Sono andata direttamente a casa di Rita e, dopo aver fatto una doccia e aver indossato una sua vecchia tuta sopra la biancheria sudata, sul divano, con una bottiglia di vodka ghiacciata sul sopracciglio, che a volte scendeva fino al bicchiere, ho cominciato a raccontarle tutto. La sua gatta bianca si era sistemata sopra di me.
Nel percheggio, mentre la figlia piangeva e si lamentava sommessamente, la madre mi salutava lanciando un’ altima minaccia.
-Signora,- ho chiarito toccandomi la fronte- guardi che é stata sua figlia quella che mi ha aggredita.
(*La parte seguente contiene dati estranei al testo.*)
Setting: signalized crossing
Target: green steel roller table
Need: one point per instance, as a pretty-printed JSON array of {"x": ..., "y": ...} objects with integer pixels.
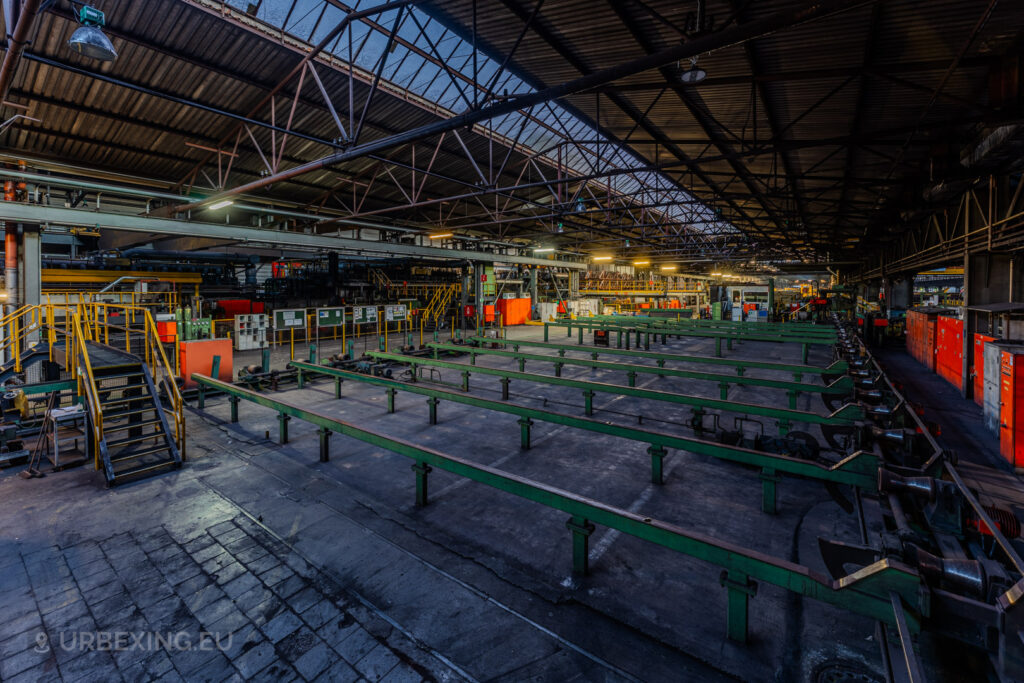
[
  {"x": 841, "y": 387},
  {"x": 740, "y": 366},
  {"x": 847, "y": 415},
  {"x": 858, "y": 469}
]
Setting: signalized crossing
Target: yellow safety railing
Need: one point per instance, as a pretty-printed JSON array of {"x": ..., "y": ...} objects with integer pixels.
[
  {"x": 147, "y": 346},
  {"x": 86, "y": 381},
  {"x": 102, "y": 323}
]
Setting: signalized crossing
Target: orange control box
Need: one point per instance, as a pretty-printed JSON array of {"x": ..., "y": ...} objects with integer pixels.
[{"x": 197, "y": 356}]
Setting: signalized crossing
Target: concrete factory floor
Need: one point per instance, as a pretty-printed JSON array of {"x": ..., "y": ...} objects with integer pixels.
[{"x": 329, "y": 571}]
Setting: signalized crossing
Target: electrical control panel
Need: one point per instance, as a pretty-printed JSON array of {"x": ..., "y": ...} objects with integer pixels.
[{"x": 250, "y": 332}]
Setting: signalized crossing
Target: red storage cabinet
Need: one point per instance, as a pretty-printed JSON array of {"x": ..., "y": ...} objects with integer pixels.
[
  {"x": 949, "y": 349},
  {"x": 1012, "y": 406},
  {"x": 978, "y": 368}
]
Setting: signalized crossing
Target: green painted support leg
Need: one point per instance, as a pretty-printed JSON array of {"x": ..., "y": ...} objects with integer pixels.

Ma gli avvocati sanno come intimidirti senza averne l’aria, in maniera preventiva.
Secondo la figlia, Michele l’aveva lasciata per me, e io a dirle che il nostro non era stato un grande amore, che volevo solo un indirizzo, che non avevo, per rimandargli i maglioni e le ciabatte. Faceva giá buio e sotto il lampione il suo zigomo mostrava la cicatrice.
-E’ stato Michele? Le avevo chiesto, non so perché.
Mi aveva guardato con orrore; aveva detto che Michele non era quel tipo d’uomo, piuttosto quella bestia del suo ex marito, che l’aveva spinta e lei aveva battuto la faccia. Era stato cosí che aveva conosciuto Michele, un intervento ricostruttivo, poi, giá che c’era, un ritocchino. Aveva affermato di star guarendo. Ottimista! Per me, meglio sarebbe stato cercare rimedio da un altro chirurgo estetico.
E’ stato solo cuando le due donne si sono girate per salire in macchina che l’ illuminazione del parcheggio é caduta sulla grande borsa della madre; impossibile confondersi. Anch’io mi sono illuminata, perché l’avevo giá vista, nella clinica, poco tempo prima della scomparsa di Michele. Non lo cercavo mai al lavoro, ma quel giorno avevo bisogno di alcune siringhe usa e getta che, senza l’ago, sarebbero servite per medicare il gatto di Rita. Mi aveva detto che ne aveva. Era ora di pranzo, sono entrata nel primo ambulatorio, che aveva la porta socchiusa, Michele era lí, di spalle, e c’era, sulla sedia, quell’accessorio cosí singolare; dal bagno venivano dei rumori, e ho pensato naturalmente a una paziente.
Avevano la portiera ancora aperta quando ho gridato:
-Chiedilo a tua madre dov’é Michele!